What You See

One of the challenges I’ve always confronted as a visual artist is the fact that the image I conceive in my mind rarely is matched by what I’ve been able to produce as an artifact.  Some photographs I’ve made I have been inordinately proud of.  The ones I’ve liked best are those that have emerged sans expectations.  I’ve “seen something” and made the image, only to discover later, in the lab, what it was I saw.  But by then, it’s changed, because memory plays fast and loose with reality, and the picture I ended up making was its own thing.

Disappointment usually followed when I preconceived something at the time the shutter snapped and later I just couldn’t get that perceived image out on paper.

I’ve been making my first forays in the digital realm and dipping my toe into Photoshop.  There is so much control one has through this program that it’s potentially narcotic.  One could become lost in the ability to change, alter, enhance, and distort endlessly.

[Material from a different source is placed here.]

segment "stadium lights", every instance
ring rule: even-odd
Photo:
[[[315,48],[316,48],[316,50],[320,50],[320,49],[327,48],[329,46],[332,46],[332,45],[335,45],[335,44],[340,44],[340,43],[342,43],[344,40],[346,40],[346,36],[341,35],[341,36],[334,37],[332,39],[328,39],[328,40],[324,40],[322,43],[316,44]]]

Because I’ve done photography for as long as I have, I’m already putting the breaks on in terms of Out There exoticism.  But I’m finding the ability to bring an image more into line with what I originally conceived (or what I am imagining at the moment of manipulation) to be…wonderful.

For instance:

sylvan.jpg

The original capture was a vertical shot.  I “saw” something in this otherwise ordinary stand of trees.  Cropped close, horizontal now, and manipulated for color saturation and contrast, I have something approaching that initial perception.  The ethereal rendering or what might be termed timelessness in the forest is a direct result of what I’ve been able to do in Photoshop.
This is very cool as far as I’m concerned.  This could be much fun.